Socialist Mayor Anne Hidalgo announced plans late on Monday for a study into the feasibility of free city-wide transport, and told French daily Les Echos she wanted to debate the issue ahead of municipal elections in 2020.

Hidalgo said all the world’s big cities were trying to develop clean mobility and boost air quality by reducing the number of cars on the roads, a goal that requires making public transport more attractive.

“To improve public transport we should not only make it more extensive, more regular and more comfortable, we must also rethink the fares system,” she said in a statement.
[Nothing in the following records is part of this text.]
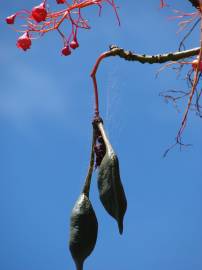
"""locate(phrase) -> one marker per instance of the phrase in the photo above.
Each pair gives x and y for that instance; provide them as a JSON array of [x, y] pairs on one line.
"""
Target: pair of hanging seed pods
[[83, 223]]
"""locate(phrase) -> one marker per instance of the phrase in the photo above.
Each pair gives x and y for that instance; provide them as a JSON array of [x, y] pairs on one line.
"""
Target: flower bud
[[11, 19], [39, 13], [24, 42], [66, 51]]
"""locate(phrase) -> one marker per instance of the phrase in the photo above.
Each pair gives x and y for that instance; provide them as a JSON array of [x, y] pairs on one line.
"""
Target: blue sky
[[46, 107]]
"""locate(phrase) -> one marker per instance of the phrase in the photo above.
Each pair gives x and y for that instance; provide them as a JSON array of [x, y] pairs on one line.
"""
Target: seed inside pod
[[110, 187], [83, 230]]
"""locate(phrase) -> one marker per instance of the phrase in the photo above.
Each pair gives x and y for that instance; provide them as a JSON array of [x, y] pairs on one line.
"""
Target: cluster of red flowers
[[39, 20]]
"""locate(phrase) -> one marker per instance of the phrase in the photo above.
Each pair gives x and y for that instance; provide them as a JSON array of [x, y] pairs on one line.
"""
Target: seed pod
[[111, 190], [83, 223], [83, 230]]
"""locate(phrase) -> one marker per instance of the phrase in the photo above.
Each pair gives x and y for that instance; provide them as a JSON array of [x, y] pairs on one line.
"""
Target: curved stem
[[142, 58], [93, 76]]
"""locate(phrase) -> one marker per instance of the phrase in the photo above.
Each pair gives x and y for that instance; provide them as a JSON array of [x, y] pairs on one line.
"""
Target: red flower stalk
[[74, 43], [24, 42], [195, 64], [39, 13], [40, 21], [61, 1], [66, 51], [163, 4], [11, 19]]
But conservative politician Valerie Pecresse, head of the Ile-de-France region around Paris and president of the area’s transport authority IDFM, rejected Hidalgo’s proposal, saying if travelers did not pay, taxpayers would have to do so.

“Today, our priority is to modernize transport. Ticket sales bring in three billion euros ($3.7 billion) a year ... we need that money,” Pecresse told Radio Classique.

Pecresse, who might challenge Hidalgo in the 2020 mayoral vote, said it would be unfair to make transport free for Parisians but not for people living in the suburbs.

Hidalgo did not spell out whether her proposal would cover just the 2.2 million residents of Paris or all 12 million living in the city and Ile-de-France region.

Read also: Five not-so-touristy artsy spots to discover in Paris

A 2015 study by Eurostat, the EU’s statistics agency, showed Paris already has one of the highest levels of public transport use in Europe, with more than 60 percent of people using the metro, buses and train system. At the same time, a little over 25 percent of people said they use their car to commute.

IDFM has a 10 billion euro ($12.3 billion) annual operating budget, of which a little less than a third comes from passenger fares and the rest mainly from taxes including 42 percent from a transport levy paid by all firms employing more than nine staff.

Several smaller French cities already provide free buses.

Hidalgo referred to German plans for free public transport and said some European cities already have it, notably Estonia’s capital Tallinn.

The German government is considering plans to make public transport free in cities suffering from air quality problems. It wants to test the measure in five cities including Bonn and Essen.

Hidalgo has pushed through a series of measures to cut urban pollution, including turning highways along the Seine river into public parks and building more bike lanes. By 2020, Paris plans to ban all petrol and diesel-fueled cars from the city center.

In recent years, Paris has imposed license plate-based driving restrictions to take up to half of the cars off the roads when pollution is at peak levels.

Early last year it also launched a vignette system requiring all cars to have a color-coded sticker indicating their age and pollution level so it can impose more selective driving bans.